Cézanne’s taches; his angular, proto-Cubist forms; his thickly impastoed palette-knife work – all these underscore the materiality of his process, and the way that his building up of an image on canvas resonates with the building up of a physical space over time (as well as its later deconstruction, in the case of Bibémus, by human beings). But materiality comes into play in his palette, as well. As Elderfield and Ariel Kline write in the catalogue, “the red ocher hue [in the Bibémus paintings] is a reminder . . . that the rich red and ocher pigments that Cézanne used in his paintings of the areas likely derived in part from local sources. In this way, the material means as well as the subjects of such Bibémus paintings had local connotations.” The very earth was in the paintings; they were made of the same stuff – and so, as Cézanne and his friends discerned, to know and be involved in the study of one was to better understand the other.
The exhibition is organized roughly along these chronological, geographical lines: L’Estaque, Fontainebleau, and then Bibémus (those who can’t conceive of a Cézanne show without the Montagne Saint Victoire will be relieved to see it rise from the background of more than one Bibémus painting). The concluding section is devoted to the Château Noir, a rather mysterious, never-completed mansion constructed from Bibémus limestone. The grounds of the château were another favored childhood destination for the trois inséperables, not just for the house itself but also for the surrounding grottoes that were of the type where Marion would one day lead archaeological excavations. Cézanne rendered the rocky mouths of these caves in oil and watercolor, creating colors, shapes and effects that are both utterly convincing and otherworldly, compelling more than one scholar over the years to find in them the mythical creatures of Provence’s Roman past, or at least anthropomorphized representations of the unconscious.
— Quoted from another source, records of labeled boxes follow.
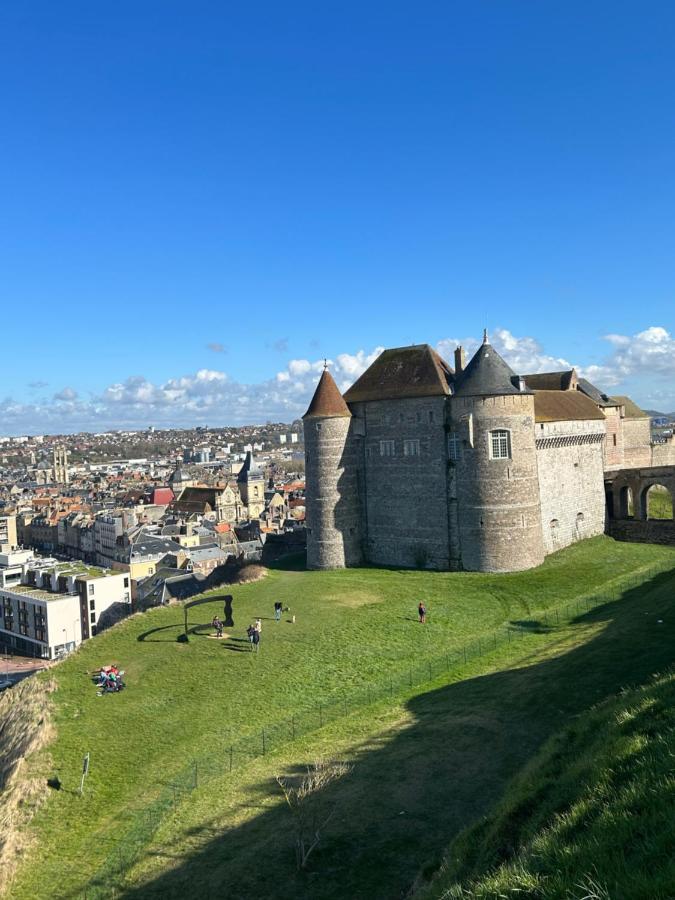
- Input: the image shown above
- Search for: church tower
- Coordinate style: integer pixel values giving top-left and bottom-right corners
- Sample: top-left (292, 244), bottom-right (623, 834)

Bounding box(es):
top-left (448, 333), bottom-right (544, 572)
top-left (303, 368), bottom-right (362, 569)
top-left (237, 450), bottom-right (265, 519)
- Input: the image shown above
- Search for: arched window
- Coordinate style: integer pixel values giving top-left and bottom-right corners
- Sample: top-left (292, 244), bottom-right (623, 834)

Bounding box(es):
top-left (490, 428), bottom-right (511, 459)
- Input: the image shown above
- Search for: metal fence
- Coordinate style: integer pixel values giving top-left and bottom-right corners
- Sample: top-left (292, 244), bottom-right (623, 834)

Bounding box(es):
top-left (76, 565), bottom-right (673, 900)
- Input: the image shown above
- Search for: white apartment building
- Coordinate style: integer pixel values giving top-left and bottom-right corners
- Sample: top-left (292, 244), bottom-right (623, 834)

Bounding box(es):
top-left (0, 551), bottom-right (131, 659)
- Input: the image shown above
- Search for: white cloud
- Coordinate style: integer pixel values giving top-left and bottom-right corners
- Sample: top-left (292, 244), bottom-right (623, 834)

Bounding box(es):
top-left (0, 326), bottom-right (675, 434)
top-left (54, 387), bottom-right (77, 402)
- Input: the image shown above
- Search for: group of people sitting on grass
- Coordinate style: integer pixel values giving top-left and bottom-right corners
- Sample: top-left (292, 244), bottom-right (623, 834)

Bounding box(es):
top-left (94, 665), bottom-right (126, 695)
top-left (246, 619), bottom-right (262, 653)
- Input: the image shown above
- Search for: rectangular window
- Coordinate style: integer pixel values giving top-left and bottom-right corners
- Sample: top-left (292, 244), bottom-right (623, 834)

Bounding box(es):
top-left (490, 428), bottom-right (511, 459)
top-left (448, 433), bottom-right (462, 462)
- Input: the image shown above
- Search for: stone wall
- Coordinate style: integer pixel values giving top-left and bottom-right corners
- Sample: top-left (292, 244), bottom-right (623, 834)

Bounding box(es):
top-left (449, 394), bottom-right (544, 572)
top-left (622, 418), bottom-right (652, 469)
top-left (651, 435), bottom-right (675, 466)
top-left (602, 406), bottom-right (623, 471)
top-left (536, 420), bottom-right (605, 554)
top-left (305, 416), bottom-right (362, 569)
top-left (607, 519), bottom-right (675, 546)
top-left (351, 396), bottom-right (449, 569)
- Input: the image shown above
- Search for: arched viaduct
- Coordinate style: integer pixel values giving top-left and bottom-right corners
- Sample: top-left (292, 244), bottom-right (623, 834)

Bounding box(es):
top-left (605, 466), bottom-right (675, 545)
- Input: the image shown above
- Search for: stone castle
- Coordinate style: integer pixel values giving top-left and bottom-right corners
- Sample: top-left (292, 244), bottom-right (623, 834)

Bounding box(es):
top-left (303, 334), bottom-right (675, 572)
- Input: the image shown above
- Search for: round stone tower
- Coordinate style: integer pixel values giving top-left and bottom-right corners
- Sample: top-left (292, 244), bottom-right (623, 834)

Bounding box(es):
top-left (303, 369), bottom-right (362, 569)
top-left (449, 333), bottom-right (544, 572)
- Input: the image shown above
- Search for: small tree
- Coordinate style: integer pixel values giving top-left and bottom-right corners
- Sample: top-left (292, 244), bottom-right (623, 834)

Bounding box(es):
top-left (276, 759), bottom-right (352, 869)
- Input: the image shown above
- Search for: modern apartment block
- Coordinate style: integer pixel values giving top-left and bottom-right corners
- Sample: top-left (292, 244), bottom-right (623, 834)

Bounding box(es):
top-left (0, 551), bottom-right (131, 659)
top-left (0, 516), bottom-right (17, 548)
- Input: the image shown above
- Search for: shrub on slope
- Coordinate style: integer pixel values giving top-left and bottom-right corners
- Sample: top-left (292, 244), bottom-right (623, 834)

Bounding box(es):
top-left (416, 672), bottom-right (675, 900)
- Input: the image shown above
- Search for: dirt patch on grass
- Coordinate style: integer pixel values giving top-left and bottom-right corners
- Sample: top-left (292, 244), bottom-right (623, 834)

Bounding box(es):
top-left (231, 563), bottom-right (268, 584)
top-left (0, 678), bottom-right (56, 896)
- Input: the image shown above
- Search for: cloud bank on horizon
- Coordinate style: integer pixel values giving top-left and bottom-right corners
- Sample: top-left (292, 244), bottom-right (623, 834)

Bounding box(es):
top-left (0, 326), bottom-right (675, 435)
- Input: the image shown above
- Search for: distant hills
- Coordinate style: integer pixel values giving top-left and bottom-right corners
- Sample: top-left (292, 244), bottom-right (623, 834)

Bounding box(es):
top-left (645, 409), bottom-right (675, 419)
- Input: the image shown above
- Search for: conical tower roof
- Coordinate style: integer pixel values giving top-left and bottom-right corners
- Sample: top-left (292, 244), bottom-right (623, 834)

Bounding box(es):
top-left (455, 333), bottom-right (532, 397)
top-left (302, 369), bottom-right (351, 419)
top-left (237, 450), bottom-right (263, 481)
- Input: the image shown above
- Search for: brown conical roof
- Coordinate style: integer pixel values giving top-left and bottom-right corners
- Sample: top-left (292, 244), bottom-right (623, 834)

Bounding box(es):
top-left (302, 369), bottom-right (351, 419)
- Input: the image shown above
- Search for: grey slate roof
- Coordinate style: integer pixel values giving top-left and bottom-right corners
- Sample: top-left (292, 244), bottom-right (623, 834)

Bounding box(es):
top-left (455, 341), bottom-right (532, 397)
top-left (577, 378), bottom-right (619, 406)
top-left (344, 344), bottom-right (454, 403)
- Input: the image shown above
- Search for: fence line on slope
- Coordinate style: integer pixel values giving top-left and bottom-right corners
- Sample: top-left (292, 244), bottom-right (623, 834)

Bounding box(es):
top-left (75, 565), bottom-right (672, 900)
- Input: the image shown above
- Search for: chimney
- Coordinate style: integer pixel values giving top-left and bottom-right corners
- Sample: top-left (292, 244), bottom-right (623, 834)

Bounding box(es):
top-left (455, 347), bottom-right (466, 375)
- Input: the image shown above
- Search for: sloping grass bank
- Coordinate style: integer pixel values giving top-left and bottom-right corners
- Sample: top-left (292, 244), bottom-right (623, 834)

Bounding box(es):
top-left (6, 538), bottom-right (675, 900)
top-left (416, 671), bottom-right (675, 900)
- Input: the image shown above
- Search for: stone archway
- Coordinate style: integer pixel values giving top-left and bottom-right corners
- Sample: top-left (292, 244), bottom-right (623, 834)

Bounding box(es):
top-left (640, 482), bottom-right (673, 521)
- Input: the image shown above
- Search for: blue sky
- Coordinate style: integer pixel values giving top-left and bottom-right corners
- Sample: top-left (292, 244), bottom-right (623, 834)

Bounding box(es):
top-left (0, 0), bottom-right (675, 432)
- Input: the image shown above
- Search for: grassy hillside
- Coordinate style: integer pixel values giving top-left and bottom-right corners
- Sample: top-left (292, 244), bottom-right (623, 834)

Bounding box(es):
top-left (416, 672), bottom-right (675, 900)
top-left (5, 538), bottom-right (675, 900)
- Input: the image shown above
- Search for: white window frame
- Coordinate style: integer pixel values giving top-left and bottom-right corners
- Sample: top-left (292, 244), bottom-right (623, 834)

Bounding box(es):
top-left (448, 431), bottom-right (462, 462)
top-left (488, 428), bottom-right (511, 459)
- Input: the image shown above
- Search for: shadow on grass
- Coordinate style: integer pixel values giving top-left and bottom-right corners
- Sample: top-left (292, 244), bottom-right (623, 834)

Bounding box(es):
top-left (122, 573), bottom-right (675, 900)
top-left (509, 619), bottom-right (553, 634)
top-left (265, 550), bottom-right (307, 572)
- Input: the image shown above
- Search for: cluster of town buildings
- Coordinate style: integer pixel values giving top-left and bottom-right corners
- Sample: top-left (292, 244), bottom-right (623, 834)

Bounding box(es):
top-left (0, 426), bottom-right (305, 659)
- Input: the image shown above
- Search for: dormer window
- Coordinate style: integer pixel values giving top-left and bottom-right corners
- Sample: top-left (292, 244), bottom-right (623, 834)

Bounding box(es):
top-left (490, 428), bottom-right (511, 459)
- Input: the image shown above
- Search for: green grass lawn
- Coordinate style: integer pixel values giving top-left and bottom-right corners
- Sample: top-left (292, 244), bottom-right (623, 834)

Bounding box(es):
top-left (6, 538), bottom-right (675, 900)
top-left (418, 671), bottom-right (675, 900)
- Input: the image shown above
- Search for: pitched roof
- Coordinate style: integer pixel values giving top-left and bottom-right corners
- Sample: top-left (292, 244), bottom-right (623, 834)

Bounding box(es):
top-left (577, 378), bottom-right (618, 406)
top-left (523, 369), bottom-right (576, 391)
top-left (534, 391), bottom-right (605, 422)
top-left (455, 339), bottom-right (532, 397)
top-left (345, 344), bottom-right (454, 403)
top-left (612, 396), bottom-right (649, 419)
top-left (302, 369), bottom-right (351, 419)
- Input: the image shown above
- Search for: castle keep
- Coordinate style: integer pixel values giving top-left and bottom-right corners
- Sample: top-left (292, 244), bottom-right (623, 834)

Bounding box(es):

Cézanne, classically educated in Greek and Latin, would certainly have understood such allusions and recognized why viewers were eager to see them in his artwork – but it is unlikely that he set out to paint them as such. He thought of such tropes as belonging to literature and not the visual arts. “Yes, you have your metaphors, your comparisons,” he once argued to the writer Joachim Gasquet. “But for us, we have only our colors; what is visible.” Therefore, while “it would be foolish to imagine that Cézanne could not have seen a gigantic body in a rocky landscape,” Elderfield writes, “the point is that he could not permit himself to specify anything other than the rocks ‘as they are in nature.'” It is lucky, then, that for Cézanne, nature itself was not only science and structure but also myth and miracle, the observable here and now but also the whole history of time writ large, and that every work of art he created is a small attempt to document and honor that vast phenomenon.